Пестрая бабочка. Боги и не боги | страница 66
— Домой, — велел авантюрист мрачно, — разбираться со всей этой новой непонятной хренью. Ненавижу камзолы!
В Замке Эрик сразу сбежал к себе — переодеваться «в нормальное», оставив меня наедине с демоном. В прямом смысле этого слова. Мы зачем-то вышли «пройтись» в какую-то подземную галерею, и мэтр Купер аккуратно взял меня за локоть, что внезапно испугало гораздо больше, чем вчерашнее нападение. Они точно что-то такое узнали, что-то очень неприятное. Словом, повторялась привычная история: они что-то знают, я — нет, но нахожусь в эпицентре.
— Хочешь посмотреть на мою лабораторию? — предложил внезапно Дэвлин, не глядя мне в глаза, при этом ни на миг не сбавляя шага. Похоже, откажись я, он все равно потащил бы меня туда волоком.
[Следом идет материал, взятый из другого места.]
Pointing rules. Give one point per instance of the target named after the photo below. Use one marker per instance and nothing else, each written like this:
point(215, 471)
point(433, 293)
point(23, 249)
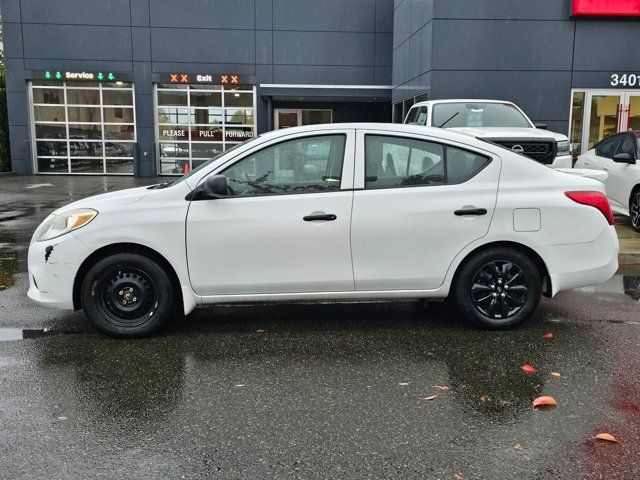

— Д-да, — это еще что за ерунда происходит?
— Направо, вот сюда. Осторожно, ступеньки довольно крутые.
Пока мы спускались по лестнице, нам не попалось ни одного прихвостня — вообще никого, и только звуки шагов гулко разносились под сводами, дробясь на осколки эха. Боги, я что — все-таки доигралась? Он открыл здоровенную двустворчатую дверь, расписанную буро-красными, как засохшая кровь, даже на вид жуткими символами, и мы оказались в огромной пещере. В центре нее, на полу полыхал багряным светом огромный и невероятно сложный круг призыва. Даже несколько кругов — один в другом, переплетенные между собой. Я смотрела в изумлении, создать что-то подобное было… да почти невозможно это было! Отсветы красного и контрастно-черные тени превращали окаменевшее лицо демона в гротескную маску. В преддверии предстоящего явно неприятного и сложного разговора я начала нарываться первой. Я всегда в последнее время начинаю хамить от страха — защитная реакция. А тот факт, что пока у меня так или иначе получалось выживать, закрепил этот условный рефлекс окончательно.
— Красиво тут. Скучаешь по дому?
— Мне нравится и в явленном мире, — абсолютно невозмутимо отозвался Дэвлин, не поведя даже бровью, — круги можно использовать и по отдельности, кстати. Смотри.
Он повел рукой, и, повинуясь простейшему жесту, часть фигуры погасла, осталась единственная, привычная мне по лаборатории, оставшейся от Даро, пентаграмма, только здоровенная.
— Или наоборот.
Еще одно движение пальцами, и вспыхнуло все: круги, пол, стены, двери, сам воздух стал плотнее от обилия вязкого алого света, затопившего, казалось, весь мир. От такого количества активных инфернальных символов мне стало физически плохо. Дурнота, головокружение и прочие радости жизни — нормальная реакция для любого человека, а уж для эмпата и подавно. Мэтр Купер пододвинул мне откуда-то взявшееся здесь кресло. Оно было удобное, мягкое и совершенно неуместное здесь. Совершенно!